Tim Pembina Lembaga Kemahasiswaan notabene adalah para profesional alumnus UIN Jakarta yang pernah aktif dalam kehidupan dan kegiatan lembaga intra kampus pada zamannya. Idealnya Tim Pembina Lembaga Kemahasiswaan dapat menjadi Mitra strategis bagi Bagian Kemahasiswaan. Tim Pembina memiliki tugas pokok dan fungsi, antara lain: memberi saran dan kritik atas kebijakan terkait lembaga maupun kegiatan kemahasiswaan, memberi masukan program kemahasiswaan untuk meningkatkan kualitas serta kapasitas lembaga mahasiswa, menjadi jembatan komunikasi antara pihak mahasiswa dan rektorat.
Sayangnya, Tim Pembina Lembaga Kemahasiswaan paska kegiatan Leadership Development Program bulan Juli 2017 lalu mulai disingkirkan, sehingga tertutup dari informasi internal kemahasiswaan.

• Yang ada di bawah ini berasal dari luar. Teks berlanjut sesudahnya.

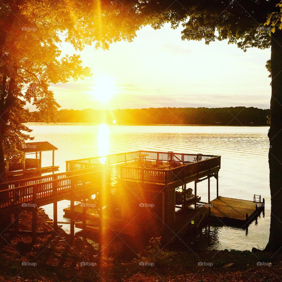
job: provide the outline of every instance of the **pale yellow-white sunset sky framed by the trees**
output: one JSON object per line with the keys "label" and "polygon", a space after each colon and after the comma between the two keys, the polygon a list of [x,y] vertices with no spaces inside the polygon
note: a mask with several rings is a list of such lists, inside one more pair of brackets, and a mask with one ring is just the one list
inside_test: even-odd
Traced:
{"label": "pale yellow-white sunset sky framed by the trees", "polygon": [[[227,41],[182,41],[181,30],[146,26],[133,42],[79,53],[92,76],[50,90],[62,109],[158,107],[269,108],[270,49],[242,51]],[[74,49],[64,43],[64,50]]]}

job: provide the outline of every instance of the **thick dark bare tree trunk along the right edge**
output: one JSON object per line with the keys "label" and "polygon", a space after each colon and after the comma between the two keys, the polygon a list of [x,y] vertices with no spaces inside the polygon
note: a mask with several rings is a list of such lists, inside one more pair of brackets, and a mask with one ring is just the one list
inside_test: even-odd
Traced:
{"label": "thick dark bare tree trunk along the right edge", "polygon": [[268,137],[271,222],[266,251],[282,251],[282,31],[271,35],[271,122]]}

Praktis sejak PBAK 2017, Tim Pembina tidak berfungsi dalam memberikan awarness menghindari potensi konflik maupun dalam rangka merespon situasi aktual. Tentu Tim Pembina sangat menghormati sikap atau memaklumi kondisi tersebut.
Semoga saja kondisi tersebut terjadi bukan karena ada oknum pejabat di Bagian Kemahasiswaan yang gerah dengan keberadaan Tim Pembina Lembaga Kemahasiswaan. Padahal, Tim Pembina itu tidak digaji dan mereka bersedia meluangkan waktu menjadi Tim itu murni demi mendedikasikan dirinya untuk almamater tercinta.
Tim Pembina masih berkeyakinan bahwa masih ada orang-orang baik di Bagian Kemahasiswaan yang loyal dan mencintai Almamater UIN Jakarta. Sejauh ini pun, Rektor dan Wakil Rektor Bidang Kemahasiswaan masih sangat mendukung keberadaan Tim Pembina Lembaga Kemahasiswaan.
SARAN PAMUNGKAS
Saya yakin UIN Jakarta akan lebih sukses lagi bila Bagian Kemahasiswaan para pejabatnya (terutama yang menangani langsung kegiatan kemahasiswaan dan melayani lembaga mahasiswa) diisi oleh kader Alumnus UIN Jakarta yang juga anti korupsi, paham sejarah perkembangan lembaga kemahasiswaan, dan memiliki kecintaan terhadap Alamamater UIN Jakarta.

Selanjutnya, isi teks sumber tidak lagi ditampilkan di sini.